When you need to allow DDNS through the firewall, the only option is to disable the ALG entirely:
security {
alg {
dns {
disable;
}
}
}
Comments
Michael Kropat
Tue, 04/03/2012 - 16:49
Permalink
Thanks for documenting the
Thanks for documenting the DNS Doctoring “feature.” I suspected my issues were being caused by the DNS ALG, but your post confirmed it.
Stijn
Mon, 04/16/2012 - 16:56
Permalink
Hi Bart,
Hi Bart,
The doctoring feature is not configurable in 10.4R7.5. Any idea if it is enable by default in the ALG?
Keep up the good work :)
Stijn
Bart
Mon, 04/16/2012 - 20:02
Permalink
Hi Stijn,
Hi Stijn,
It's enabled by default since 10.1, along with the maximum-message-length check.

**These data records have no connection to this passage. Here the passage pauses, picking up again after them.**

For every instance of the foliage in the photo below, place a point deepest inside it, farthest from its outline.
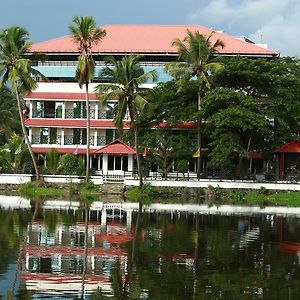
(72, 164)
(14, 155)
(126, 77)
(166, 145)
(86, 35)
(235, 124)
(32, 190)
(16, 70)
(9, 115)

The option to disable most of this behavior was only added in 11.1 so in 10.x all you can do is disable the ALG entirely.
Andrew
Thu, 05/31/2012 - 08:49
Permalink
Great article, thanks.
Great article, thanks.
Henrik Kramshøj
Wed, 09/05/2012 - 12:36
Permalink
My recommended config for ALG
My recommended config for ALG is:
> show configuration security alg
dns disable;
ftp disable;
pptp disable;
just dont use it!
If you are afraid of long running session not being timed out, you can define application and use "inactivity-timeout 300" for specific traffic
Fredrik Gunger
Tue, 09/25/2012 - 18:37
Permalink
I do recommend 'dns disable'.
I do recommend 'dns disable'.
Especially if you're trying to do secure an Active Directory through an SRX firewall and try to make Secure DNS updates working from clients!
Jalal
Wed, 10/17/2012 - 15:40
Permalink
The CLI command to obtain ALG
The CLI command to obtain ALG DNS Statistics does not work on the SRX3600, are there any command that can be used on SRX3600?
Dekkster
Wed, 10/24/2012 - 03:50
Permalink
'dns disable' on SRX240
'dns disable' on SRX240 firewalls was the fix for me. Using the above recommended default config did not solve the problem. Thanks for this post as this problem was doing me head in :)
Keenan
Tue, 02/19/2013 - 02:02
Permalink
I ran into this last week and
A workaround exists. It's possible to set 'alg ignore' in a security policy term, which will avoid ALG for matching traffic:
set applications application dns-noalg term dns-tcp protocol tcp destination-port 53 alg ignore
set applications application dns-noalg term dns-udp protocol udp destination-port 53 alg ignore
edit security policies from-zone trust to-zone untrust
set policy dns-noalg match source-address any
set policy dns-noalg match destination-address any
set policy dns-noalg match application dns-noalg
set policy dns-noalg then permit
insert policy dns-noalg before policy default
Thanks for your article, it really helped with understand this "feature" and gave me that friendly "ahh I'm not the only one" feeling while tearing my hair out trying to find a workaround :D.
Tested on SRX650 10.4R9.2 and SRX100 11.4R3.7.